Şehir ısı adası, insan faaliyetleri sonucunda şehrin, çevresindeki kırsal alanlardan önemli ölçüde daha sıcak olmasıdır. İklim değişiyor ama insanoğlu da rahat durmuyor; binalar, asfaltlar, gökdelenler ve dahası ile ekolojik yıkıma devam ediyor. Güneş’ten gelen radyasyonu daha uzun süre yer yüzeyinde muhafaza ediyor, şehirde sıcaklığı arttırdıktan sonra bu durumdan şikayet ederek doğaya kaçmaya çalışıyor çünkü şehir ile kırsal alan arasında 6 dereceyi bulan ciddi bir fark oluşuyor.

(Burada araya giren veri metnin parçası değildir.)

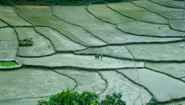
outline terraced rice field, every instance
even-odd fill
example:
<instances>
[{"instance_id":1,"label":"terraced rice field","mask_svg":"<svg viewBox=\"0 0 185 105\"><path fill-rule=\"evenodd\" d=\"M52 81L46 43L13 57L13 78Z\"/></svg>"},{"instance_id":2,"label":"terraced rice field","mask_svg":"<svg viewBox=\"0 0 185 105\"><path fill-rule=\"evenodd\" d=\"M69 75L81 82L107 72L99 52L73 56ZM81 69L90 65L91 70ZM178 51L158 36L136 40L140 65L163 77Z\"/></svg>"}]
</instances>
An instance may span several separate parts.
<instances>
[{"instance_id":1,"label":"terraced rice field","mask_svg":"<svg viewBox=\"0 0 185 105\"><path fill-rule=\"evenodd\" d=\"M185 105L182 3L1 6L0 59L23 66L0 70L0 105L36 105L67 88L122 93L127 105ZM18 46L26 38L33 46Z\"/></svg>"}]
</instances>

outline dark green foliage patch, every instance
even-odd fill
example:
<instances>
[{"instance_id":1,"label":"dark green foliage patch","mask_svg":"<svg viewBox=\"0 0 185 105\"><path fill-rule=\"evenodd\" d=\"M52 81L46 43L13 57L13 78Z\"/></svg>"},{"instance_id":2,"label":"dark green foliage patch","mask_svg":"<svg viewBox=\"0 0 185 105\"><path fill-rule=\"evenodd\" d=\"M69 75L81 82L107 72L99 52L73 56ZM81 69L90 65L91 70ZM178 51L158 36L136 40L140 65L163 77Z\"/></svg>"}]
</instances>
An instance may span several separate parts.
<instances>
[{"instance_id":1,"label":"dark green foliage patch","mask_svg":"<svg viewBox=\"0 0 185 105\"><path fill-rule=\"evenodd\" d=\"M0 5L83 5L89 3L121 2L128 0L0 0Z\"/></svg>"},{"instance_id":2,"label":"dark green foliage patch","mask_svg":"<svg viewBox=\"0 0 185 105\"><path fill-rule=\"evenodd\" d=\"M37 105L126 105L122 99L122 94L113 93L106 95L105 99L100 101L99 95L89 91L71 92L69 89L56 95L50 96L48 101L39 100ZM146 105L158 105L156 99L152 98Z\"/></svg>"},{"instance_id":3,"label":"dark green foliage patch","mask_svg":"<svg viewBox=\"0 0 185 105\"><path fill-rule=\"evenodd\" d=\"M107 95L104 100L99 101L99 95L89 91L70 92L69 89L62 91L56 95L50 96L49 101L39 100L38 105L126 105L126 102L121 100L122 95L113 93Z\"/></svg>"},{"instance_id":4,"label":"dark green foliage patch","mask_svg":"<svg viewBox=\"0 0 185 105\"><path fill-rule=\"evenodd\" d=\"M158 105L158 101L155 98L152 98L146 105Z\"/></svg>"}]
</instances>

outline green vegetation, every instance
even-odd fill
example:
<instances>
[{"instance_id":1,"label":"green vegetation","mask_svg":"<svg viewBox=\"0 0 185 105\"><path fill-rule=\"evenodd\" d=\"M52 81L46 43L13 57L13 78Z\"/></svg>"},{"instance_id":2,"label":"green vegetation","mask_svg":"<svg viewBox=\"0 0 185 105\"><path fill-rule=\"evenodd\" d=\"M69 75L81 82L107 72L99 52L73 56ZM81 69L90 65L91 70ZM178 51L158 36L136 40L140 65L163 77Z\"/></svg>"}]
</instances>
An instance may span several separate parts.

Değişen iklim ve hava olayları düşünülmeden yapılan bu kontrolsüz yapılanmaların, şehirde yarattığı etkilerden bir diğeri de enerji kullanımı artırmasıdır. Rüzgar şehirleşme dolayısıyla oluşan nemi, binaların yapısal şekli yüzünden dağıtamıyor. Hissedilen sıcaklık artarken klima kullanımı ve dolayısıyla enerji sarfiyatı artmış oluyor. Şehirleşmenin yarattığı etkiler sadece bu kadarla sınırlı değil. Son zamanlarda yaz geceleri daha sıcak ve bunaltıcı değil mi? İşte bunun sebebi Dünya’dan uzaya gitmesi gereken güneş ışınlarının dar alanlardaki yüksek binalar tarafından tekrar tekrar absorbe edilmesi ve gece sıcaklığını arttırmasıdır. Bu etki kış aylarında da olduğu için yazın klima ile aldığını kışın doğalgazla geri veriyor deyip belki iyimser düşünebilirsiniz ama önce yazının tamamını okumanızı rica ediyorum.

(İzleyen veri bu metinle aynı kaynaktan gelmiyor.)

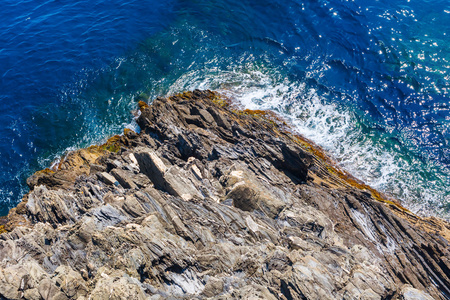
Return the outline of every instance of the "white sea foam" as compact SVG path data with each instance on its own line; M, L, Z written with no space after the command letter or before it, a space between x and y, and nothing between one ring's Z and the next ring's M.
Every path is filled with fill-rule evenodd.
M291 82L273 69L247 65L187 72L168 94L197 88L218 90L244 108L279 113L295 131L323 147L343 169L368 185L399 199L413 212L449 218L440 208L450 201L446 196L450 174L445 169L392 150L382 138L367 135L351 108L319 97L305 84ZM434 174L436 181L429 182L424 173Z

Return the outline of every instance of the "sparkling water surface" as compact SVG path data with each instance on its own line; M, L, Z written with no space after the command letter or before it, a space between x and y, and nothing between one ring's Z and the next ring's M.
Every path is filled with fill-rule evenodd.
M271 109L414 212L450 216L450 3L0 4L0 215L66 151L134 128L136 95Z

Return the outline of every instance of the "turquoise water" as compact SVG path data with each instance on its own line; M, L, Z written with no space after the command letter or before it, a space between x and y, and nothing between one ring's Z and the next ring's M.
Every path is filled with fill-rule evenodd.
M136 95L271 109L414 212L449 218L446 1L5 1L1 213L70 149L136 128Z

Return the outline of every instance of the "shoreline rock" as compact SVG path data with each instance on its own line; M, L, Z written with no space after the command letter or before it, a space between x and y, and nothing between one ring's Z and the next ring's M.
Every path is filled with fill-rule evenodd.
M211 91L29 178L0 299L449 299L450 225Z

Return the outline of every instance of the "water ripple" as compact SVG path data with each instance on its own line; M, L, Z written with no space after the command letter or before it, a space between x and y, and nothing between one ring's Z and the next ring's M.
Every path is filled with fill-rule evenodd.
M373 187L450 210L443 0L3 1L0 201L150 98L213 88L273 109Z

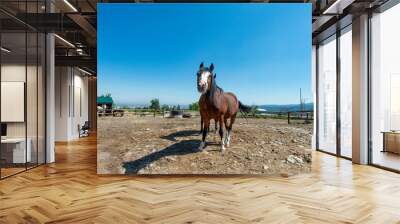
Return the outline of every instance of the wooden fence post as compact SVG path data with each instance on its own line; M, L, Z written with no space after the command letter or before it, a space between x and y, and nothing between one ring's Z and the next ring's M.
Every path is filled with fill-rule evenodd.
M290 112L287 112L287 123L290 124Z

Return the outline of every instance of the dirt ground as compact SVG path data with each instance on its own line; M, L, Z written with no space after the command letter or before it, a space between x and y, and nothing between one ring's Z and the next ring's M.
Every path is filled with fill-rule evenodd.
M311 124L236 119L223 154L211 126L206 148L198 151L199 118L99 117L98 173L291 176L310 171Z

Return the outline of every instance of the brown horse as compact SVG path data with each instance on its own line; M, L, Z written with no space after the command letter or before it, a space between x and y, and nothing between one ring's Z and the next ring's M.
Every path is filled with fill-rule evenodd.
M239 109L248 111L249 107L239 102L233 93L225 93L217 86L213 74L214 65L209 68L200 64L197 72L197 90L202 94L199 101L200 115L204 122L203 138L199 150L203 150L205 140L210 128L210 120L219 122L219 135L221 137L221 152L225 151L225 145L229 147L231 141L232 125L235 122L236 114ZM229 119L229 124L228 124ZM224 138L224 127L227 135Z

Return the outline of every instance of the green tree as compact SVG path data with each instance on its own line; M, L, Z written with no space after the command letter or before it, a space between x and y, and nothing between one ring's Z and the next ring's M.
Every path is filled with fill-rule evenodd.
M157 98L150 100L150 109L160 110L160 101Z
M161 106L161 109L162 109L162 110L169 110L169 106L168 106L167 104L163 104L163 105Z
M200 109L199 102L194 102L189 105L189 110L199 111L199 109Z
M255 116L256 114L258 114L258 113L259 113L258 109L259 109L259 107L258 107L258 106L256 106L256 105L253 105L253 106L251 107L251 111L250 111L250 113L251 113L253 116Z
M178 106L176 107L176 110L181 110L181 105L178 104Z

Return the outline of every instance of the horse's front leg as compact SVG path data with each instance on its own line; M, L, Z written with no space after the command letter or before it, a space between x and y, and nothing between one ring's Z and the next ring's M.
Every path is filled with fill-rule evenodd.
M201 140L200 146L199 146L199 151L203 150L204 147L206 146L206 137L208 130L210 129L210 120L209 119L203 119L203 138Z
M221 137L221 152L225 152L225 141L224 141L224 115L219 119L219 136Z

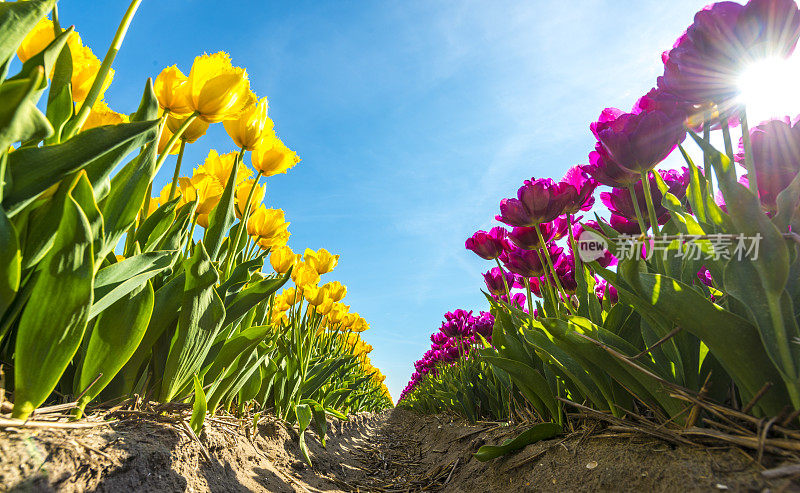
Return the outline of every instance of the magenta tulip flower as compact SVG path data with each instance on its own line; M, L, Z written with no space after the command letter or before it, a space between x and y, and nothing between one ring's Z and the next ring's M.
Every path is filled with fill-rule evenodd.
M508 245L508 248L500 255L500 261L505 264L508 270L520 276L541 277L545 273L547 262L544 255L550 255L555 264L563 251L563 248L555 244L551 244L547 249L542 250L525 250L514 245ZM545 265L542 265L539 261L540 255Z
M561 179L558 186L564 194L563 214L576 214L588 211L594 205L594 189L597 181L593 180L581 166L573 166Z
M738 95L737 79L748 64L788 57L800 36L794 0L720 2L698 12L694 23L662 58L658 85L695 104L723 110Z
M488 233L486 231L476 231L470 238L467 238L464 246L481 258L494 260L503 251L503 240L507 233L505 228L501 226L492 228Z
M618 165L600 142L596 143L594 151L589 153L589 164L582 168L597 182L608 187L625 188L641 178L638 173Z
M769 213L776 200L800 171L800 118L769 120L750 130L758 197ZM744 164L744 146L739 141L736 162Z
M506 284L503 282L504 277L505 283L508 283L508 287L511 288L514 285L514 274L506 272L500 267L493 267L483 274L483 280L486 282L486 289L489 290L489 293L498 296L506 294Z
M525 180L516 199L500 201L500 222L510 226L535 226L550 222L564 212L566 196L550 178Z
M686 114L677 109L622 113L606 108L590 128L610 160L641 174L655 168L683 142L685 119Z

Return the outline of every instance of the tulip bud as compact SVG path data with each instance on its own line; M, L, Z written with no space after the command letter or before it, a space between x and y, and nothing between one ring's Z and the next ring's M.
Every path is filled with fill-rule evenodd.
M187 80L188 78L175 65L165 68L156 77L153 90L158 98L158 104L169 110L170 114L188 115L192 112Z
M195 58L186 84L189 105L208 123L238 118L251 103L247 72L224 52Z
M267 98L261 98L256 104L248 106L235 120L222 122L236 147L252 151L265 139L274 138L273 123L267 116L267 108Z
M277 137L265 139L250 153L253 167L264 176L286 173L300 162L297 154Z

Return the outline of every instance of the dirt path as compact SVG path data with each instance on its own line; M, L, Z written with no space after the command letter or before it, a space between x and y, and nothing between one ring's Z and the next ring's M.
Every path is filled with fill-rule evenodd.
M249 436L221 419L200 443L182 426L128 419L88 430L0 431L7 491L796 491L767 483L742 450L675 446L640 435L574 434L489 463L484 443L519 430L392 410L331 421L314 467L277 421ZM206 456L206 454L208 454ZM206 458L208 457L208 458ZM209 460L210 459L210 460ZM769 465L776 465L771 460Z

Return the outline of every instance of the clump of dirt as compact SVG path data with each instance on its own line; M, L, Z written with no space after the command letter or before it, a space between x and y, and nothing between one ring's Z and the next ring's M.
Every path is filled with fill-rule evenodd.
M257 432L210 418L199 440L179 422L138 416L88 429L0 431L0 488L8 491L762 491L767 481L735 447L674 445L599 427L531 444L490 462L472 457L523 427L468 425L403 409L329 421L327 447L262 420ZM766 466L780 463L774 457Z

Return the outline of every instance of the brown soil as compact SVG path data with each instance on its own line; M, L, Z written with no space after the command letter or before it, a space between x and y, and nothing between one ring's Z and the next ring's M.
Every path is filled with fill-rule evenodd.
M80 430L0 430L6 491L798 491L767 482L749 452L673 445L641 435L575 433L481 463L472 452L519 428L467 425L395 409L331 421L327 448L275 420L258 434L206 422L200 442L180 426L128 419ZM205 450L204 450L205 448ZM205 458L208 453L210 461ZM764 465L781 461L766 457Z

Aşırı sıcaklar ve beraberinde getirdiği sağlıksız koşullar insan hayatını tehlikeye sokuyor. Fransa Ulusal Sağlık ve Tıbbi Araştırma Enstitüsü’ne göre Avrupa’da 2003 yılında 70 binden fazla kişi aşırı sıcaklardan dolayı hayatını kaybetti. İklim şartları düşünülmeden yapılan imar ve artan şehirleşme çoğunlukla kötü sonuçlar ile bizi doğrudan etkileyecektir. Bunu örneklerle de görüyoruz ama umarım değişen Dünya’ya daha doğrusu zorla değiştirdiğimiz Dünya’ya dolayısıyla doğaya hak ettiği değeri gösteririz.